Behavioural data (mean RTs) were submitted to a 2 × 3 repeated-measures anova with the factors Task (endogenous predictive, exogenous, endogenous counter-predictive) and Cue (cued, uncued). A Task × Cue interaction was followed up by separate analysis for each task. To detangle facilitation and inhibition on a behavioural level in the different tasks, the three conditions expected to be fastest were subjected to an anova with factor Cue [endogenous predictive cued (expected), exogenous uncued, endogenous counter-predictive uncued (expected); Table 1]. Similarly, the predicted three slowest conditions were subjected to a repeated-measures anova with factor Cue [endogenous predictive uncued (unexpected), exogenous cued, endogenous counter-predictive cued (unexpected)]. These predictions of fastest and slowest conditions were based upon well-established behavioural research showing facilitation for endogenously attended over unattended targets and IOR in an exogenous task (Lloyd et al., 1999). Wherever the anova assumption of sphericity was violated, Greenhouse–Geisser-adjusted probability levels were reported.
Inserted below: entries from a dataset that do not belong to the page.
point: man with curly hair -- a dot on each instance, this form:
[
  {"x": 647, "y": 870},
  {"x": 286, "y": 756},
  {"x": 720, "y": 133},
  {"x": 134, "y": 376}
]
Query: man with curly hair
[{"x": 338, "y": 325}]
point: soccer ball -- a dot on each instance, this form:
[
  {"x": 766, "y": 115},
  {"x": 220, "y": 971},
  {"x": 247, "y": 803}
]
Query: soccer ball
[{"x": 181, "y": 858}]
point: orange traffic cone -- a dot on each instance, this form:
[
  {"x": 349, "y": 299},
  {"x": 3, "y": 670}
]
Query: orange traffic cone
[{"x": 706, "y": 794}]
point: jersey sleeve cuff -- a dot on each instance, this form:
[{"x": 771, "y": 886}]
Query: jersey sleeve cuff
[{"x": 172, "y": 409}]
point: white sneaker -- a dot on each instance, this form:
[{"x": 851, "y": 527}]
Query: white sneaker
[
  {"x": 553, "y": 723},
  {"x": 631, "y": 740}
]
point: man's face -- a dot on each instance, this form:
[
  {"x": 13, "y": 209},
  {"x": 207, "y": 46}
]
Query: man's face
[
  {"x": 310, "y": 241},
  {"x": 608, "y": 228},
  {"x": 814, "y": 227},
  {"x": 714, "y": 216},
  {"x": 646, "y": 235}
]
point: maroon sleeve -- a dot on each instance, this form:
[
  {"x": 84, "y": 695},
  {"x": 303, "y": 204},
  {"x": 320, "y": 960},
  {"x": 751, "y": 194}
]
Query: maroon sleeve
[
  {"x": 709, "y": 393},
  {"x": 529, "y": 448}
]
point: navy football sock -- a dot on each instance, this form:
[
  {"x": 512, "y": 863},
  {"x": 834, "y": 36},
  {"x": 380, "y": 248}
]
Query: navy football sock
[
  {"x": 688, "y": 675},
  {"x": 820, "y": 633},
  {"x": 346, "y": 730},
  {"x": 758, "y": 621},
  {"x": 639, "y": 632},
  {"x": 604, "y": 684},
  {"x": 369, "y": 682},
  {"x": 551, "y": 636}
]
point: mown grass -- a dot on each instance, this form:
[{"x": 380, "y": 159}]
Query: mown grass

In the context of several education seminars for travel medicine,

In the context of several education seminars for travel medicine, we asked the physicians in the audience whether they are interested in taking part in a questionnaire study about TT. These colleagues were listed and contacted within a few weeks after the particular education seminar. All participating physicians received a description of the study, three standardized questionnaires

(Q1–3), and the classification of travelers’ TR according to the Vienna consensus meeting in 2001 (Table 1).24 The three questionnaires are available from the corresponding author Lenvatinib concentration on request. Randomly incoming adult travelers seeking medical travel medicine advice prior to

a LHT were asked to participate in the study. If written informed consent was given, Q1 and Q3 were handed out to them together with an envelope for free return consignment for Q3. Q1 asked for age, gender, travel habits, and their individual assessment of the association between travel and TR. These questions had to be answered during the current consultation. Q3 focused on the actually performed TP measures during the particular prophylaxis, experienced side effects or symptoms suspicious for VTE, the means of transport used predominantly during travel, and the period of time seated during the journey. Q3 had to be answered within 4 weeks after the return from the particular journey for which the traveler sought medical advice. The consulted physician had

to answer Q2 asking for assessment of the TR of the traveler, this website the predominantly used means of transport during the planned journey, the duration of planned LHT, and the kind of recommendation given to the individual traveler for the particular journey to prevent TT. The study was approved by the Institutional Ethics Committee of the University Erlangen-Nuremberg and supported by the “runners-up award” of the International Society of Travel Medicine (5,000 USD). The participating travelers and physicians received an allowance for a completely answered questionnaire Q1 to Q3 of 5, 10, and 10 Euros, respectively. All questionnaires had to be sent to the study center at the university hospital of from Erlangen, Germany. Data were analyzed with statistical software SPSS for Windows, release 15 (SPSS Inc., Chicago, IL, USA), and the statistical software package SAS (version 9.2, SAS Institute, Cary, NC, USA). A descriptive analysis of the important variables was carried out. Associations between the demographic variables age or gender with answers given by the travelers in Q1 were shown in contingency tables and analyzed for significant differences by using the χ2-test or Fisher’s exact test, depending on the cell frequencies.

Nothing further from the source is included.